Reto: Erinnerst du dich noch an dein erstes Weihnachten mit meiner Familie vor acht Jahren?

Deborah: Als ich versehentlich bei der Mitternachtsmesse den Leib Christi gegessen habe? Ich wollte mich anpassen und stellte mich mit allen in die Reihe, ohne zu wissen, was passieren wird. Du hast mir erst danach erklärt, was ich da gegessen habe.

Reto: Ich wollte dich machen lassen. Es war das erste Mal, dass ich als Erwachsener zur Messe ging. Als Kind war ich immer da. Damals ging ich nur, weil du das wolltest.

Deborah: Mir war es wichtig, als Partnerin eines Christen auch den religiösen Aspekt von Weihnachten zu verstehen.

Reto: Und wir nehmen im Gegenzug Rücksicht auf deine jüdischen Essensgesetze. Bevor ich mit dir zusammen war, gab es an Heiligabend nach Fleisch immer ein Dessert, das Milch beinhaltete. Du darfst die beiden Speisen ja nicht zusammen essen.

Deborah: Aber die Desserts sind auch so fein! Sorbet geht immer oder ich bereite die Eistorte für die Familie so zu, dass auch ich sie essen kann.

Reto: Findest du es eigentlich schade, dass wir zu Hause keinen Weihnachtsbaum haben?

Deborah: Manchmal. Ich mag Weihnachten sehr. Manchmal habe ich das Gefühl, ich nehme diesen Feiertag ernster als du.

Reto: Kann schon sein. Ich bin es mir vielleicht einfach gewohnter.

Deborah: Ich backe zum Beispiel immer Weihnachtsguetzli für deine Familie und deine Freunde. Das hast du nie getan.

Reto: Dafür degustiere ich fleissig! Jemand muss deine Backkünste schliesslich bewerten.

Deborah: Und welche Guetzli backe ich am besten?

Reto: Die Vanillegipfeli.

Deborah: Dafür bäckst du immer den Gugelhopf für den Weihnachtsmorgen. Darin bist du super geworden.

Reto: Es ist auch eine schöne Familientradition, die mir wichtig ist. Früher hat den immer mein Grossvater gebacken. Seit er vor zwei Jahren verstorben ist, liegt diese Verantwortung in meinen Händen. Es hat Symbolkraft, dass ich seine Backform dafür verwende. Fehlt dir eigentlich Chanukka? Das feiern wir gar nicht.

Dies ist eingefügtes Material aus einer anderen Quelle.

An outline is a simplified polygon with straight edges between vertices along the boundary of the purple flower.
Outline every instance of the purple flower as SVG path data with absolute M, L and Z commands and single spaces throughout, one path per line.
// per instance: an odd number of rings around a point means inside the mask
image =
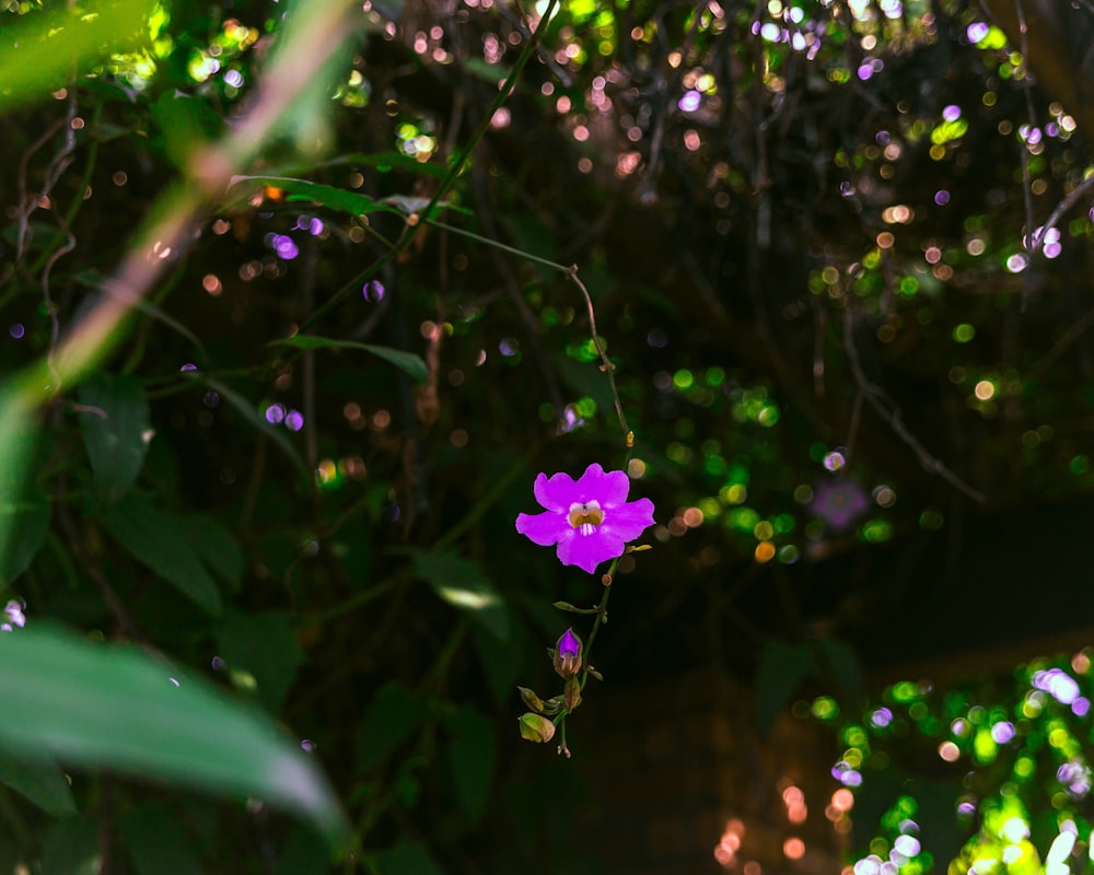
M 545 513 L 522 513 L 516 530 L 540 547 L 558 545 L 558 560 L 590 574 L 596 565 L 622 556 L 628 541 L 653 525 L 653 502 L 627 501 L 630 480 L 624 471 L 592 464 L 574 481 L 568 474 L 536 477 L 535 495 Z
M 555 670 L 560 677 L 573 677 L 581 669 L 581 639 L 567 629 L 555 645 Z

Deborah: Dafür feiern wir andere jüdische Feiertage. Es fehlt mir nicht sonderlich. Das Zusammensein steht bei beiden Feiertagen im Mittelpunkt und ich schätze es sehr, zu Weihnachten mit dir und deiner Familie am Tisch zu sitzen und Zeit zu verbringen. Es ist das einzige Mal im Jahr, wo wir so aktiv zusammensitzen und geniessen, ohne gestresst zu sein. Ich finde das wunderbar.